Abstract
Self-supervised learning enables the creation of algorithms that outperform supervised pre-training methods in numerous computer vision tasks. This paper provides a comprehensive overview of self-supervised learning applications across various X-ray modalities, including conventional X-ray, computed tomography, mammography, and dental X-ray. Apart from the application of self-supervised learning in the interpretation phase of X-ray images, the paper also emphasizes the critical role of self-supervised learning integration in the preprocessing and archiving phase. Furthermore, the paper explores the application of self-supervised learning in multi-modal scenarios, which represents a key future direction in developing machine learning-based applications across the field of medicine. Lastly, the paper addresses the main challenges associated with the development of self-supervised learning applications tailored for X-ray modalities. The findings from the reviewed literature strongly suggest that the self-supervised learning approach has the potential to be a “game-changer”, enabling the elimination of the current situation where many machine learning-based systems are developed but few are deployed in daily clinical practice.
1. Introduction
Radiology has been established for over 125 years and has significantly reduced mortality rates from various diseases such as pneumonia, cancer, coronary heart disease, and nonfatal myocardial infarction (Howell 2011; The National Lung Screening Trial Research Team 2011; Wake et al. 2011; Crummy et al. 2018; Imai et al. 2018). Currently, radiologists are faced with the challenge of interpreting a vast amount of imaging data. The immense task of interpreting medical images leads to radiologists experiencing fatigue and burnout, consequently raising the probability of medical errors (Bercovich and Javitt 2018). To address these challenges, there is an urge to develop algorithms. Implementing automated medical image analysis offers several advantages, including enhanced sensitivity for subtle findings, prioritization of time-sensitive cases, automation of routine tasks, and alleviating the scarcity of radiologists in remote areas and developing countries (Çallı et al. 2021).
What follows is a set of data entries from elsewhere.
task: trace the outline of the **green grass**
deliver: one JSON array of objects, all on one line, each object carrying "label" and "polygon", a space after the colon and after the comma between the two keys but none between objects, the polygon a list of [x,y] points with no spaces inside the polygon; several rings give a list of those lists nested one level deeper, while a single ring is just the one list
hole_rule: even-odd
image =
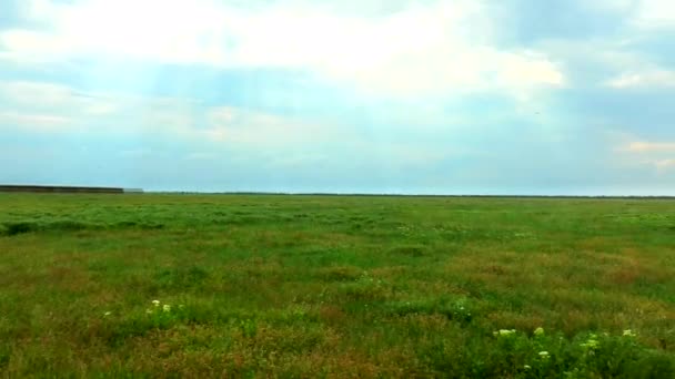
[{"label": "green grass", "polygon": [[0,194],[0,372],[672,378],[675,202]]}]

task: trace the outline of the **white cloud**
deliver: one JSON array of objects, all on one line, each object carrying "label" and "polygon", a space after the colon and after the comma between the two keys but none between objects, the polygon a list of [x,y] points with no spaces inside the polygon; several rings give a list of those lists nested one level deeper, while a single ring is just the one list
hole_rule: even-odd
[{"label": "white cloud", "polygon": [[439,1],[367,18],[298,1],[249,8],[211,0],[29,3],[28,13],[44,29],[0,33],[4,54],[16,60],[300,69],[392,94],[564,84],[546,55],[494,48],[496,20],[482,1]]},{"label": "white cloud", "polygon": [[57,132],[72,130],[72,119],[53,114],[23,114],[12,111],[0,111],[0,130],[11,125],[21,125],[22,129],[33,132]]},{"label": "white cloud", "polygon": [[675,168],[675,160],[661,160],[655,162],[658,170]]},{"label": "white cloud", "polygon": [[636,22],[646,29],[675,28],[675,2],[672,0],[642,0]]},{"label": "white cloud", "polygon": [[658,68],[626,72],[606,83],[615,89],[675,86],[675,71]]},{"label": "white cloud", "polygon": [[[308,122],[192,99],[78,92],[66,85],[0,81],[0,130],[168,135],[190,142],[289,146],[346,141],[340,125]],[[134,154],[135,151],[124,152]]]},{"label": "white cloud", "polygon": [[632,142],[622,151],[633,153],[675,153],[675,142]]}]

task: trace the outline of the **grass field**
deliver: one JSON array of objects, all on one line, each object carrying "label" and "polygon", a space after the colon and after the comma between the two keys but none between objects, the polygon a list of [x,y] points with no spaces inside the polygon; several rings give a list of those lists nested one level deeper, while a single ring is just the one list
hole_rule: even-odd
[{"label": "grass field", "polygon": [[675,202],[0,194],[0,372],[673,378]]}]

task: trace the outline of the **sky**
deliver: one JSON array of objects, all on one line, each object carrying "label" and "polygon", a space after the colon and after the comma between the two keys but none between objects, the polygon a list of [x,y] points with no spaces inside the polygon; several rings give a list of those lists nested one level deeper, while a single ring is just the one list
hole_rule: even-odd
[{"label": "sky", "polygon": [[675,2],[0,0],[0,183],[675,195]]}]

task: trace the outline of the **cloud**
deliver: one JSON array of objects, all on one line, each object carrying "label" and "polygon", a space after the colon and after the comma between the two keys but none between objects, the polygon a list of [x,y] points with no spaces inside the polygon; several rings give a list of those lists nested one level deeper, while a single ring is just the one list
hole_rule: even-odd
[{"label": "cloud", "polygon": [[675,3],[671,0],[642,0],[636,23],[644,29],[675,28]]},{"label": "cloud", "polygon": [[[495,47],[487,2],[431,2],[363,17],[311,2],[234,7],[215,1],[30,0],[42,29],[0,33],[4,55],[304,70],[364,92],[414,95],[565,83],[558,64],[531,49]],[[157,9],[162,9],[158,12]],[[123,25],[123,27],[120,27]]]},{"label": "cloud", "polygon": [[675,153],[675,142],[632,142],[622,151],[633,153]]},{"label": "cloud", "polygon": [[607,81],[607,85],[615,89],[675,88],[675,71],[662,69],[642,69],[637,72],[623,73],[617,78]]}]

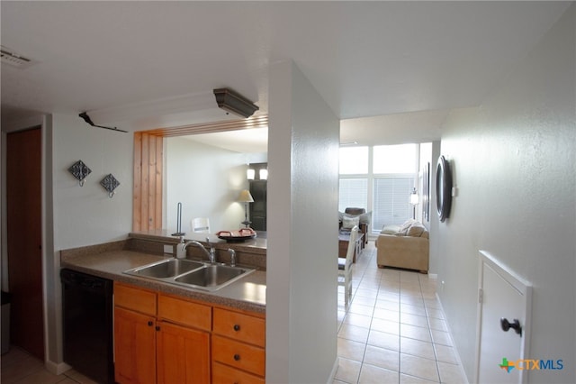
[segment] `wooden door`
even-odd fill
[[[156,320],[114,308],[114,379],[119,383],[156,383]]]
[[[158,384],[209,383],[210,334],[158,322]]]
[[[44,360],[41,131],[6,137],[8,285],[11,342]]]

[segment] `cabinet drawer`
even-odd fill
[[[114,283],[114,305],[142,314],[156,315],[156,293]]]
[[[212,361],[259,376],[264,376],[266,370],[264,348],[235,342],[215,334],[212,334]]]
[[[158,318],[205,331],[212,324],[211,306],[164,295],[158,296]]]
[[[266,320],[238,312],[214,308],[214,334],[266,346]]]
[[[235,370],[228,365],[214,362],[212,364],[213,384],[264,384],[264,378]]]

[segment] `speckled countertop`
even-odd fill
[[[265,271],[256,270],[217,291],[207,292],[122,273],[124,270],[158,261],[166,257],[126,250],[123,242],[103,244],[95,251],[94,247],[98,246],[86,247],[86,249],[89,251],[83,251],[83,249],[61,251],[60,266],[159,292],[247,311],[266,312]]]

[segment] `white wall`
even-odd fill
[[[337,361],[339,122],[292,62],[272,66],[266,382],[328,382]]]
[[[576,382],[575,26],[572,5],[482,106],[443,128],[459,193],[438,228],[438,281],[470,379],[482,249],[533,284],[528,358],[564,361],[529,382]]]
[[[249,187],[248,155],[182,137],[166,139],[166,215],[163,227],[176,231],[182,203],[182,232],[194,217],[208,217],[212,232],[240,228],[244,204],[238,194]]]
[[[54,114],[43,125],[46,175],[43,228],[47,315],[47,366],[63,369],[60,250],[126,238],[132,228],[133,135],[89,127],[76,115]],[[82,160],[92,173],[84,187],[68,171]],[[112,173],[119,181],[112,198],[100,185]]]
[[[76,115],[53,115],[54,246],[63,250],[126,238],[132,227],[131,133],[88,126]],[[82,160],[92,169],[84,187],[68,169]],[[112,198],[100,181],[120,181]]]

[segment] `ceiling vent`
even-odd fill
[[[8,64],[16,68],[26,68],[32,63],[28,58],[19,55],[15,53],[4,45],[1,46],[0,51],[2,52],[2,63]]]
[[[250,100],[229,88],[214,89],[214,96],[219,107],[242,117],[250,117],[259,109]]]

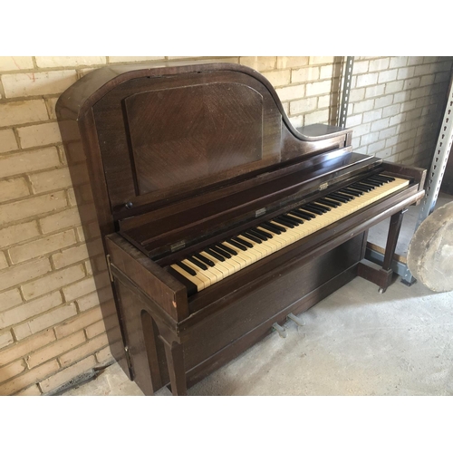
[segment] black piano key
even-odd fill
[[[261,239],[258,239],[257,237],[255,237],[254,236],[249,235],[248,233],[241,233],[241,235],[244,237],[250,239],[252,242],[255,242],[256,244],[261,244],[263,242]]]
[[[318,216],[322,216],[324,212],[317,207],[312,207],[311,206],[304,205],[301,207],[302,209],[305,209],[305,211],[310,211],[313,214],[317,214]]]
[[[351,184],[350,186],[352,188],[357,188],[357,190],[361,190],[362,192],[371,192],[372,190],[371,188],[365,186],[364,184],[360,184],[355,182],[354,184]]]
[[[197,275],[197,273],[191,268],[188,267],[188,265],[186,265],[184,263],[181,263],[180,261],[177,261],[175,265],[178,265],[181,269],[184,269],[188,274],[190,274],[190,275]]]
[[[291,217],[287,214],[283,214],[282,216],[279,217],[286,220],[290,224],[293,224],[294,226],[299,226],[299,225],[302,223],[298,218]]]
[[[366,179],[363,179],[364,182],[370,182],[371,184],[374,184],[375,186],[381,187],[384,185],[383,181],[380,181],[378,179],[372,179],[371,178],[367,178]]]
[[[375,178],[376,179],[382,179],[384,182],[391,182],[395,180],[395,178],[391,176],[386,175],[373,175],[371,178]]]
[[[275,233],[275,235],[281,235],[282,234],[282,231],[279,230],[276,226],[275,227],[275,226],[272,225],[272,224],[261,224],[260,225],[260,227],[263,228],[263,229],[266,229],[267,231],[270,231],[271,233]],[[286,230],[284,230],[286,231]]]
[[[259,230],[258,228],[250,228],[250,231],[253,231],[254,233],[256,233],[258,235],[262,235],[267,239],[272,239],[274,237],[270,233],[267,233],[267,231]]]
[[[258,231],[256,228],[250,228],[247,230],[247,233],[255,236],[255,237],[258,237],[258,239],[261,239],[262,241],[266,241],[267,239],[270,239],[272,237],[272,235],[269,235],[269,233]]]
[[[218,243],[218,244],[216,244],[216,246],[218,248],[221,248],[221,249],[225,250],[226,252],[228,252],[230,255],[237,255],[237,252],[236,250],[233,250],[231,247],[228,247],[225,244],[219,244]]]
[[[203,269],[204,271],[207,270],[207,266],[202,263],[201,261],[198,261],[197,258],[194,258],[193,256],[188,256],[186,258],[188,261],[190,261],[192,265],[195,265],[197,267],[199,267],[200,269]]]
[[[303,218],[304,220],[312,220],[312,217],[309,216],[305,216],[300,211],[296,211],[295,209],[293,209],[292,211],[289,211],[292,216],[295,216],[296,217]]]
[[[228,252],[226,252],[225,250],[222,250],[220,247],[217,247],[217,245],[211,246],[209,248],[226,258],[231,258],[231,255]]]
[[[248,241],[246,241],[242,237],[237,237],[236,236],[235,236],[235,237],[233,237],[233,239],[235,239],[235,241],[238,242],[239,244],[242,244],[243,246],[246,246],[247,248],[253,248],[253,246],[254,246],[253,244],[251,244]]]
[[[380,187],[380,184],[376,184],[375,182],[368,181],[365,179],[362,179],[361,181],[361,184],[362,184],[363,186],[366,186],[367,188],[371,188],[372,190],[374,190],[376,188]]]
[[[349,197],[349,199],[352,200],[352,199],[354,199],[355,198],[355,195],[354,194],[348,194],[347,192],[345,192],[344,190],[338,190],[337,192],[335,192],[335,195],[341,195],[342,197]]]
[[[284,226],[282,226],[280,225],[271,224],[271,222],[263,222],[263,225],[271,226],[274,229],[276,229],[277,231],[281,231],[282,233],[284,233],[286,231],[286,228]]]
[[[180,265],[178,263],[175,263],[175,265]],[[188,296],[190,297],[191,295],[196,294],[198,292],[198,288],[197,287],[197,284],[195,284],[193,282],[188,280],[188,278],[185,277],[181,274],[179,274],[176,269],[173,269],[173,267],[167,267],[166,268],[167,272],[169,274],[171,274],[177,280],[182,283],[184,286],[188,289]],[[186,271],[188,272],[188,271]]]
[[[284,226],[287,226],[288,228],[294,228],[294,226],[289,222],[286,222],[286,220],[284,220],[284,218],[280,218],[280,217],[275,217],[275,218],[273,218],[272,221],[275,223],[275,224],[279,224],[279,225],[283,225]]]
[[[338,201],[329,200],[327,198],[320,198],[317,203],[322,203],[323,205],[330,206],[331,207],[338,207],[342,206]]]
[[[360,190],[356,190],[355,188],[350,188],[349,187],[342,188],[340,190],[340,192],[342,192],[342,193],[345,193],[348,195],[353,195],[354,197],[361,197],[361,195],[363,195],[363,192],[361,192]]]
[[[341,195],[338,195],[338,194],[329,194],[329,195],[326,195],[325,198],[328,199],[339,201],[340,203],[347,203],[348,201],[351,200],[350,198],[342,197]]]
[[[315,218],[316,216],[313,212],[304,211],[301,207],[296,207],[294,211],[300,212],[304,216],[308,216],[310,218]]]
[[[239,250],[242,250],[243,252],[245,252],[247,249],[247,247],[245,247],[242,244],[239,244],[238,242],[236,242],[233,239],[226,239],[225,242],[231,244],[231,246],[237,247]]]
[[[218,259],[218,261],[225,261],[225,258],[221,255],[218,255],[217,252],[215,252],[214,250],[212,250],[209,247],[205,248],[203,250],[203,252],[207,253],[207,255],[210,255],[211,256],[213,256],[216,259]]]
[[[318,209],[321,209],[323,212],[330,211],[331,208],[327,207],[326,206],[320,206],[318,203],[315,203],[314,201],[312,203],[308,203],[308,206],[311,206],[313,207],[317,207]]]
[[[202,263],[205,263],[205,265],[207,265],[211,267],[214,267],[216,265],[213,261],[211,261],[209,258],[207,258],[206,256],[203,256],[201,254],[198,253],[194,254],[194,256],[198,260],[201,261]]]

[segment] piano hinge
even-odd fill
[[[105,259],[107,260],[107,270],[109,271],[109,276],[111,277],[111,282],[113,282],[113,275],[111,274],[111,255],[106,255]]]
[[[179,242],[175,242],[175,244],[172,244],[170,246],[170,250],[172,252],[176,252],[177,250],[180,250],[181,248],[184,248],[186,246],[186,241],[182,240]]]

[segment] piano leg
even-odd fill
[[[401,229],[402,218],[406,211],[407,209],[402,209],[393,214],[390,217],[382,267],[381,269],[375,269],[363,263],[359,263],[359,276],[378,284],[380,293],[385,293],[391,283],[391,277],[393,275],[391,262],[393,260],[393,255],[395,254],[400,230]]]
[[[187,395],[186,370],[184,368],[184,352],[182,344],[176,342],[169,343],[164,337],[159,335],[164,344],[167,366],[173,395]]]

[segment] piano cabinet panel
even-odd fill
[[[171,327],[159,310],[151,311],[156,303],[113,269],[134,381],[145,394],[170,381],[178,387],[175,394],[184,394],[186,383],[193,385],[245,352],[269,334],[274,323],[284,323],[289,313],[307,310],[354,278],[366,236],[365,231],[313,260],[301,256],[284,271],[275,269],[258,286],[251,282],[239,298],[232,295],[224,309],[198,312],[198,322],[186,329],[184,322]],[[169,345],[176,351],[180,345],[182,355],[171,357],[169,367]]]

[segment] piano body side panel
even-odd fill
[[[274,323],[284,323],[288,313],[304,312],[357,275],[364,256],[367,232],[322,254],[301,255],[265,279],[250,282],[240,296],[232,294],[227,306],[207,316],[202,313],[187,330],[182,323],[166,324],[156,302],[113,270],[132,376],[145,394],[169,383],[171,367],[159,337],[182,344],[188,387],[246,351],[272,333]]]
[[[114,233],[106,237],[110,267],[116,268],[153,301],[169,325],[188,315],[186,287]]]

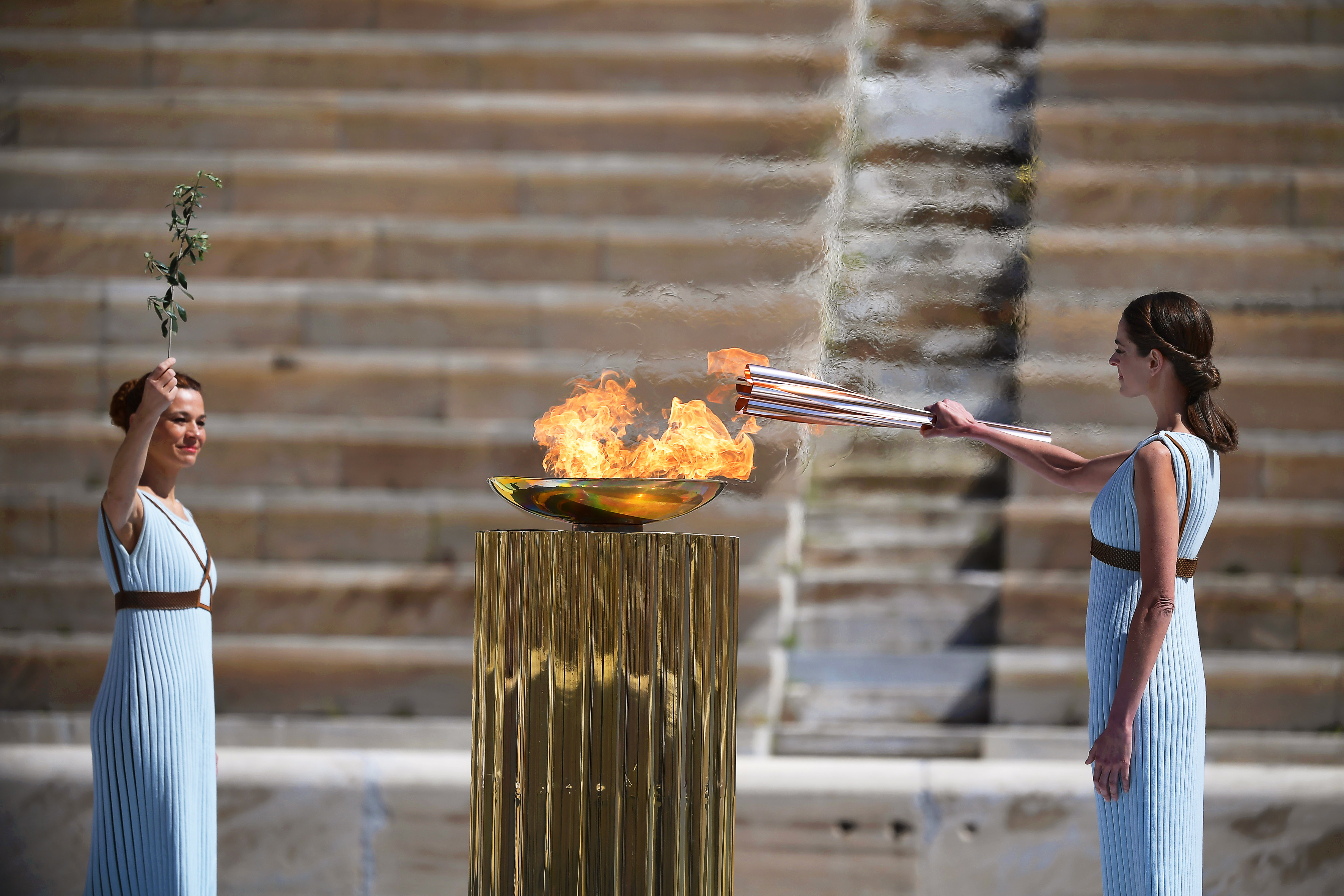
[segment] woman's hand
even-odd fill
[[[937,435],[966,438],[974,431],[976,418],[961,406],[961,402],[943,399],[925,410],[933,414],[933,426],[919,427],[919,434],[926,439]]]
[[[172,400],[177,398],[177,372],[172,369],[176,357],[169,357],[149,372],[145,379],[145,395],[140,399],[140,407],[130,415],[130,419],[157,420]]]
[[[1102,799],[1120,799],[1121,793],[1129,793],[1129,758],[1133,750],[1132,729],[1106,725],[1097,737],[1083,762],[1093,767],[1093,787]]]

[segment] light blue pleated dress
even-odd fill
[[[128,552],[99,512],[114,592],[199,591],[216,576],[206,540],[145,490]],[[188,510],[188,517],[191,512]],[[141,599],[141,603],[144,599]],[[86,896],[214,896],[215,682],[210,611],[121,609],[90,727],[93,845]]]
[[[1177,556],[1198,557],[1218,509],[1219,458],[1188,433],[1157,433],[1172,454],[1176,490],[1189,512]],[[1177,443],[1189,457],[1189,477]],[[1136,449],[1137,453],[1138,449]],[[1189,489],[1189,492],[1187,492]],[[1091,529],[1116,548],[1138,551],[1134,455],[1102,488]],[[1087,728],[1106,728],[1138,602],[1140,575],[1093,557],[1087,592]],[[1204,849],[1204,665],[1195,625],[1193,579],[1176,579],[1176,610],[1134,716],[1130,789],[1118,801],[1097,797],[1105,896],[1198,896]]]

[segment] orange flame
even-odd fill
[[[715,356],[739,352],[750,361],[723,359],[715,368]],[[710,372],[737,376],[747,363],[767,364],[761,355],[742,349],[710,353]],[[737,364],[737,367],[731,367]],[[708,406],[696,399],[673,398],[665,412],[668,426],[661,435],[645,435],[626,445],[626,431],[642,414],[642,406],[630,394],[634,380],[605,371],[597,380],[578,380],[563,404],[556,404],[538,418],[536,442],[546,447],[543,465],[552,476],[564,478],[669,478],[703,480],[722,476],[745,480],[751,476],[755,446],[751,434],[761,431],[755,419],[747,418],[737,438],[728,434]]]
[[[719,384],[704,396],[704,400],[722,404],[723,399],[737,395],[737,388],[732,383],[746,372],[747,364],[763,364],[769,367],[770,359],[765,355],[749,352],[745,348],[722,348],[718,352],[710,352],[710,373],[719,377]]]

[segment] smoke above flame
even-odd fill
[[[769,360],[741,348],[710,352],[710,372],[720,379],[726,373],[737,377],[747,364],[769,364]],[[751,434],[761,430],[754,418],[749,416],[734,438],[704,402],[673,398],[663,434],[644,435],[632,445],[626,434],[644,412],[632,395],[633,388],[633,379],[605,371],[595,380],[578,380],[563,404],[539,416],[535,433],[538,445],[546,447],[542,463],[547,473],[563,478],[659,480],[751,476],[755,453]],[[723,400],[712,398],[722,388],[720,383],[711,400]]]

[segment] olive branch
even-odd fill
[[[156,259],[153,253],[145,253],[145,273],[153,274],[155,279],[168,281],[168,289],[163,296],[149,297],[149,310],[159,317],[159,329],[168,340],[169,357],[172,356],[172,337],[177,332],[177,322],[187,322],[187,309],[177,302],[173,290],[181,290],[187,298],[196,301],[196,297],[187,292],[187,275],[181,271],[181,262],[187,259],[195,265],[210,251],[210,234],[191,226],[191,219],[200,211],[202,200],[206,197],[202,179],[220,189],[224,188],[218,177],[203,171],[196,172],[195,183],[173,187],[172,204],[167,206],[172,211],[168,230],[172,232],[172,242],[177,243],[177,249],[168,257],[167,265]]]

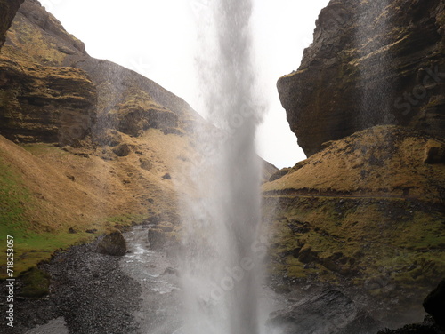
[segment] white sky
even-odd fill
[[[211,0],[40,0],[88,53],[134,69],[184,99],[198,112],[197,26]],[[258,154],[279,168],[305,159],[281,107],[276,83],[296,69],[328,0],[254,0],[258,79],[268,105]]]

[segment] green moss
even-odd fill
[[[49,293],[50,275],[36,267],[23,273],[20,276],[23,286],[20,295],[27,298],[41,298]]]
[[[39,146],[29,147],[39,152],[49,149]],[[34,220],[28,211],[29,209],[38,211],[38,205],[39,202],[25,186],[20,176],[0,157],[0,235],[13,236],[14,276],[50,259],[58,250],[93,241],[97,235],[86,233],[85,230],[87,228],[96,228],[97,234],[101,234],[109,232],[117,224],[131,226],[143,220],[142,215],[114,216],[93,227],[82,227],[82,232],[73,234],[69,233],[68,228],[54,229],[44,225],[38,227],[37,224],[33,224]],[[6,243],[0,243],[0,251],[2,254],[6,253]],[[0,258],[0,278],[6,277],[5,264],[6,258]]]
[[[274,213],[267,213],[274,206]],[[330,283],[347,279],[383,297],[394,289],[416,290],[424,296],[445,274],[443,214],[425,203],[282,196],[263,209],[272,225],[273,274]],[[309,230],[295,228],[295,221],[304,222]],[[300,257],[302,250],[310,255]]]

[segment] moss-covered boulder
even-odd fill
[[[20,296],[26,298],[41,298],[49,293],[50,275],[43,270],[32,267],[20,276],[23,286]]]

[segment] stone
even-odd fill
[[[126,254],[126,241],[120,231],[107,235],[99,242],[97,251],[112,256],[124,256]]]
[[[444,0],[329,2],[298,70],[277,84],[306,155],[381,124],[445,137],[444,13]]]
[[[166,232],[160,228],[150,228],[148,237],[152,250],[161,250],[166,245]]]
[[[424,300],[425,310],[445,330],[445,279]]]
[[[6,40],[6,31],[24,0],[0,0],[0,49]]]
[[[445,145],[428,142],[425,147],[424,163],[429,164],[445,163]]]
[[[113,148],[113,153],[117,156],[127,156],[132,152],[127,144],[121,144]]]
[[[367,334],[381,327],[336,290],[326,290],[309,300],[273,312],[267,324],[281,334]]]
[[[276,179],[279,179],[287,174],[290,171],[291,168],[283,168],[279,171],[277,171],[274,172],[270,178],[269,178],[269,182],[274,181]]]
[[[139,162],[141,163],[141,168],[145,171],[150,171],[153,168],[153,163],[149,159],[143,159],[141,158],[139,159]]]

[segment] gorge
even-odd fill
[[[300,68],[278,81],[308,155],[280,171],[253,144],[252,4],[213,5],[206,33],[224,52],[207,57],[222,68],[212,84],[202,77],[210,123],[90,57],[38,1],[0,0],[0,231],[20,275],[5,332],[422,322],[445,277],[444,1],[329,2]],[[124,256],[103,254],[109,239]],[[432,304],[400,333],[441,333]]]

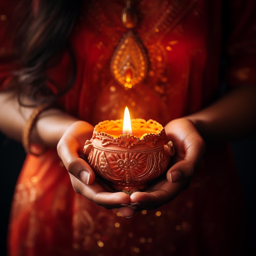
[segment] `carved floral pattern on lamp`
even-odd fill
[[[124,122],[100,122],[83,152],[96,173],[111,182],[116,190],[131,193],[145,189],[148,182],[166,171],[174,148],[156,121],[132,119],[132,134],[123,132]]]

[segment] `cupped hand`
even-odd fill
[[[132,194],[129,206],[134,212],[157,209],[187,187],[204,152],[204,141],[189,119],[174,119],[167,124],[164,129],[175,149],[173,165],[166,176],[148,187],[147,191]]]
[[[107,209],[121,208],[128,204],[130,197],[122,192],[115,192],[95,179],[95,174],[83,159],[84,143],[92,137],[93,127],[82,121],[75,121],[64,133],[57,146],[58,155],[69,172],[74,190],[89,200]],[[130,216],[125,207],[122,215]]]

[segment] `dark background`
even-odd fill
[[[254,207],[256,202],[256,136],[245,138],[233,144],[245,196],[248,227],[252,236],[256,229],[254,222],[256,216]],[[1,219],[0,222],[2,225],[0,236],[2,238],[0,239],[2,249],[0,254],[3,256],[6,254],[6,234],[11,198],[25,156],[25,153],[20,144],[0,133]],[[254,244],[254,240],[252,239],[251,243],[252,255],[256,255]],[[2,254],[2,252],[3,252]]]

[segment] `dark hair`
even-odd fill
[[[81,0],[28,0],[15,41],[21,69],[17,72],[19,100],[26,95],[40,103],[53,101],[72,86],[76,75],[76,64],[67,38],[75,22]],[[25,1],[27,3],[28,0]],[[35,7],[33,2],[38,2]],[[24,2],[23,4],[24,5]],[[27,5],[26,6],[26,7]],[[21,42],[20,43],[20,42]],[[72,61],[72,75],[65,88],[54,93],[47,88],[46,71],[56,61],[62,52],[68,51]],[[58,58],[59,59],[58,60]]]

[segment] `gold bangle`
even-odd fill
[[[36,123],[38,116],[43,111],[48,108],[50,106],[50,105],[49,104],[45,104],[38,106],[35,109],[25,124],[21,136],[21,143],[25,151],[27,153],[38,156],[44,152],[44,150],[43,152],[41,152],[39,154],[33,153],[31,152],[30,150],[30,135],[32,128]]]

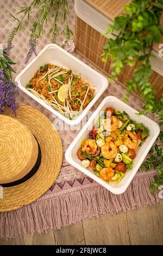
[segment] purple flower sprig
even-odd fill
[[[16,96],[18,93],[17,84],[12,78],[15,72],[11,65],[13,62],[7,55],[7,49],[0,49],[0,114],[3,114],[8,108],[16,115],[18,105]]]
The deployment of machine learning (ML) in radiology holds promise for improving many aspects of the radiology workflow (Pierre et al. 2023), potentially resulting in increased diagnostic accuracy and efficiency, optimized treatment plans, enhanced quality of care, and a potential reduction in healthcare-related expenditures. The currently developed deep learning-based systems for automated medical image interpretation have reached levels comparable to practicing radiologists’ performance in some tasks (Rajpurkar et al. 2017). Studies have also shown that using ML can assist physicians in identifying abnormalities in medical images more effectively (Leibig et al. 2022). Despite all these breakthroughs, several challenging aspects still need to be addressed. Deep learning relies on having access to a substantial amount of annotated data (Zhou et al. 2021). This issue is particularly problematic in medical applications because medical imaging datasets are significantly smaller (hundreds/thousands) compared to natural domain datasets (millions of samples). The annotation of medical imaging data adds another challenge as it requires a substantial amount of time, effort, and a team of experts (Mckinney et al. 2020). To tackle the issue of data scarcity, the transfer learning technique is a promising solution. This method involves pretraining systems on a large natural domain dataset and then employing them in the medical image domain. However, the domain gap between the two datasets is substantial because medical images have entirely different characteristics from natural images, such as low image quality, latent feature distribution, lower resolution, 3D form, and similar image content across images (Zhou et al. 2019; Zhuang et al. 2019; Li et al. 2021a). Data imbalance is another issue for deep learning algorithms. This imbalance is particularly noticeable in the context of rare diseases, where most of the dataset comprises “normal” data, while instances of the disease are statistically scarce. Additionally, the ML systems frequently struggle with the designated tasks when data are collected from different acquisition centers and devices, introducing variation within the medical imaging domain, such as signal-to-noise ratio. All these practical challenges critically stagnate the robustness and generalizability of transfer learning.